Nāwele (Hawaiian pronunciation: Nah-weh-leh) was a High Chief in ancient Hawaii, a ruler of the island called Oahu. He was one of the early monarchs of Oʻahu around 1290 A.D. Nāwele was a descendant of Chief Māweke.

== Family ==
Nāwele was a son of the Prince Kahokupohakano (also known as Hoʻokupohokano) and his consort, a woman named Kaumana II, and thus a grandson of High Chief Elepuʻukahonua and his spouse Hikilena. Nāweleʻs wife was High Chiefess Kalanimoeikawaikai (Kalanimoewaiku, Kalanamowaiku, Kalanimoeikawaikaʻa). Their only known child was Nāweleʻs son and successor, Lakona of Oahu.

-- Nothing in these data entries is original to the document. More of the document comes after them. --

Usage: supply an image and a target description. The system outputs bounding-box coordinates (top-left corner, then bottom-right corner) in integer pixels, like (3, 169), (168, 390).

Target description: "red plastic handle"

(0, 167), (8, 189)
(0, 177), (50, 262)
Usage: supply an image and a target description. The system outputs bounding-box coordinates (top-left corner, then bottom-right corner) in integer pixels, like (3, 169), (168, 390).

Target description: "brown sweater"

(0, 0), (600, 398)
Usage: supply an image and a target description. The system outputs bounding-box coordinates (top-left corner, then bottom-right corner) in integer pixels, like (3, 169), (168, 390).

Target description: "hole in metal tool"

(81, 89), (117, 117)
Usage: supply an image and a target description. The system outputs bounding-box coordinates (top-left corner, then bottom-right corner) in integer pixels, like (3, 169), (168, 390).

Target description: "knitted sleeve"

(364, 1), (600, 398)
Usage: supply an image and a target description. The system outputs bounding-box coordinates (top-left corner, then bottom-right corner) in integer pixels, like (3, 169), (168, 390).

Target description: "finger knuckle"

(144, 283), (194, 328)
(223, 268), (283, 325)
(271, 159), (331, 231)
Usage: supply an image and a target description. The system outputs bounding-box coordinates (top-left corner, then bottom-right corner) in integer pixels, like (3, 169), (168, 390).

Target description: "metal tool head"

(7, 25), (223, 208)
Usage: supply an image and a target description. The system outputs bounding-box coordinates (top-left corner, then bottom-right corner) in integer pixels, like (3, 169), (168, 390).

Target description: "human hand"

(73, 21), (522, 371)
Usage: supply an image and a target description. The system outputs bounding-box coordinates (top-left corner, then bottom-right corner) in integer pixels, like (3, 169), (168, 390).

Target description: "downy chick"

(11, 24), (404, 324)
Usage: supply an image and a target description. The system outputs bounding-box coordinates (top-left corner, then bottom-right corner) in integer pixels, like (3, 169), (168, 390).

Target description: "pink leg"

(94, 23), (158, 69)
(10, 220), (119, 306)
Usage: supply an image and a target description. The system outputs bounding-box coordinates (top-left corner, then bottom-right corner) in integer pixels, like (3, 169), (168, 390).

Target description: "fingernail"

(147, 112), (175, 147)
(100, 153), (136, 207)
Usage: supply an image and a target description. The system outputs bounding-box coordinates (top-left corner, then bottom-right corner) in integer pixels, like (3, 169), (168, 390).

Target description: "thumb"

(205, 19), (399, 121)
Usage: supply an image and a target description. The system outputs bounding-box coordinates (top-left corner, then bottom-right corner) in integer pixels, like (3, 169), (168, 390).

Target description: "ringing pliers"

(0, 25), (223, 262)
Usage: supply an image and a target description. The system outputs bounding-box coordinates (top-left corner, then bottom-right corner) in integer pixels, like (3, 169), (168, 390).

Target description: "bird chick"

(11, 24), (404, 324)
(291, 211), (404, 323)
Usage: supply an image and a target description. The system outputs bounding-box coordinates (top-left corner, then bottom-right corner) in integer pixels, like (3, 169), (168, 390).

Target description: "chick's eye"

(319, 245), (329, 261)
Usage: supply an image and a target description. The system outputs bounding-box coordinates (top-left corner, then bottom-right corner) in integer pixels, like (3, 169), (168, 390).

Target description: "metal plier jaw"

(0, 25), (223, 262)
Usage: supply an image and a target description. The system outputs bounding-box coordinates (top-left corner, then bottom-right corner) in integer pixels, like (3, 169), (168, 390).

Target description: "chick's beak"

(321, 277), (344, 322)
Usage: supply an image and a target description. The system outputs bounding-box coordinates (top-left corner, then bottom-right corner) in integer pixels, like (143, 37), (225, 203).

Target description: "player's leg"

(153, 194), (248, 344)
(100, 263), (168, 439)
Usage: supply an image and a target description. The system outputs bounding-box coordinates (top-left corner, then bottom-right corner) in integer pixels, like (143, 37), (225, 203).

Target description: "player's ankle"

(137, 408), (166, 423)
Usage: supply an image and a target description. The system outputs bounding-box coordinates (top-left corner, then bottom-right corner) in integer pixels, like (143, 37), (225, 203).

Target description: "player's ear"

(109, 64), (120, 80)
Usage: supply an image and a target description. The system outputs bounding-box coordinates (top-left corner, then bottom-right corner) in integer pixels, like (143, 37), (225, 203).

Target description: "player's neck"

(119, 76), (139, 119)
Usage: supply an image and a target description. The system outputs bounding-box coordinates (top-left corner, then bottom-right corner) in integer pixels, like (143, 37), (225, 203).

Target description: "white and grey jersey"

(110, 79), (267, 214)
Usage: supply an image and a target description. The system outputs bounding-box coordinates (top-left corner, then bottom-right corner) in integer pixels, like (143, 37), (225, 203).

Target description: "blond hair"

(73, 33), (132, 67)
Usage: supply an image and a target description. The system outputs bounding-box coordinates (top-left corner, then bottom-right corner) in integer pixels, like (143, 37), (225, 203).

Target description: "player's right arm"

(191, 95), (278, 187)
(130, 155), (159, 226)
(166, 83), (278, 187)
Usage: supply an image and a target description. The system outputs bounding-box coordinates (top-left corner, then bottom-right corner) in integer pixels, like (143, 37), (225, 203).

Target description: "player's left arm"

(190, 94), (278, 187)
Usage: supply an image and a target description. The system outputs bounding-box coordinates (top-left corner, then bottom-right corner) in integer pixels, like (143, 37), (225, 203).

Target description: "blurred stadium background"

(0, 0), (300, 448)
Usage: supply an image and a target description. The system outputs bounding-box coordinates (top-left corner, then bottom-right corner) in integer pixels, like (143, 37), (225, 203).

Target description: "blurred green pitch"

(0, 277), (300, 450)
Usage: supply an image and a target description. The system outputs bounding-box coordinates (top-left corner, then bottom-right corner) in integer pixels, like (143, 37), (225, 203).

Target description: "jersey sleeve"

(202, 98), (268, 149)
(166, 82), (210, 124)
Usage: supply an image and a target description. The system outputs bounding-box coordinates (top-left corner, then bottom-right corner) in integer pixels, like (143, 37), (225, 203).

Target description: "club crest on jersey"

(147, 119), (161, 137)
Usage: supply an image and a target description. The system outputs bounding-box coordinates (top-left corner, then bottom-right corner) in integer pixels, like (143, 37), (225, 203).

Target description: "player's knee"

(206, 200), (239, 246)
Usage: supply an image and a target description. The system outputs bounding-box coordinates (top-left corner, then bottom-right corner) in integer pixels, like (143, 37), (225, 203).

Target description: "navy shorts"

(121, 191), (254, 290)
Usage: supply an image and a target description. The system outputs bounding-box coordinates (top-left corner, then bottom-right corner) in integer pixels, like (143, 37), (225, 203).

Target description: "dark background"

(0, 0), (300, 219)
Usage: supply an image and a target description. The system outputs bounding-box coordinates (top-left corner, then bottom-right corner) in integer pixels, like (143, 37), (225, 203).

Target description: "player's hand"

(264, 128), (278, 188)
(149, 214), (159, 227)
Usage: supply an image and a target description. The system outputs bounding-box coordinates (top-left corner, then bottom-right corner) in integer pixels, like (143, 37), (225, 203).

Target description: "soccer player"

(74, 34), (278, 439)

Although Nāwele was an ancestor of many nobles of Oʻahu, his dynasty was "replaced" by House of Maʻilikūkahi as rulers (Aliʻi nui) of Oʻahu after the death of his descendant Chief Haka of Oʻahu.

== Reign ==
After Elepuʻukahonuaʻs death, his son Hoʻokupohokano became aliʻi nui for a short period of time before his cousin Hoʻokamaliʻi, descendant of Moikeha, usurped the throne. Hoʻokamaliʻi was succeeded by his son Kahaʻi who succeeded him as aliʻi nui, the supreme ruler (Moʻi) until his cousin Nāwele reconquered O`ahu; details of his reign remain unknown. Nāwele was succeeded as aliʻi nui by Lakona, later father of High Chief Kapae-a-Lakona.